GH-41488: [C++][Python] Apply timestamp_parsers as fallback when parsing CSV date and time columns by pearu · Pull Request #50146 · apache/arrow

pearu · 2026-06-10T09:42:17Z

Rationale for this change

CSV columns explicitly typed as date32, date64, time32 or time64 can only be parsed from strict ISO-8601 strings: ConvertOptions::timestamp_parsers is consulted only for timestamp columns. Reading e.g. 15-OCT-15 into a date32 column fails even with timestamp_parsers=["%d-%b-%y"], and 7:55:00 (non-zero-padded hour) fails for time32[s]. Users currently work around this by declaring such columns as timestamp, reading, then casting back to the date/time type.

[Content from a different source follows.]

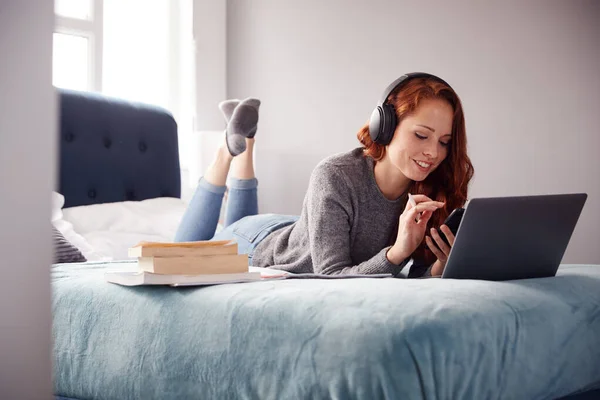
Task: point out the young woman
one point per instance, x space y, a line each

Effect on the issues collected in #41488:

Closes [C++] Unable to read date64 or date32 in specific format from CSV #28303 (date32/date64 with a custom format such as %d-%b-%y).
Closes Allow ConvertOptions.timestamp_parsers for date types #33357 (its reproducer — date32 column with timestamp_parsers=["%Y/%m/%d"] — now works as requested).
[Python] ArrowInvalid: CSV conversion error to date32[day]: invalid value '2000-01-01 00:00:00' #37180 is addressed but not auto-closed: it asks for ISO timestamp strings (2000-01-01 00:00:00) in a date32 column to convert by default. With this PR that works by opting in via timestamp_parsers=[ISO8601]; the no-parsers default still errors, deliberately, so that time-of-day truncation only happens when the user asked for it. Whether the remaining default-behavior ask should be implemented or declined is left to that issue.
[C++] Use timestamp parsers for date32() CSV parsing #26224 (closed as not-planned when consolidated into CSV reader cannot parse dates or times #41488) asked for exactly the date32 behavior implemented here.
As a side effect of the vendored strptime fix, [C++][R] strptime fails to parse with %b or %B on Windows #31816 (%b/%B fail on Windows) and [C++][Python] strptime fails to parse with %p on Windows #31971 (%p fails on Windows) are also resolved for all timestamp_parsers users; %z remains unsupported on Windows (kStrptimeSupportsZone, unchanged).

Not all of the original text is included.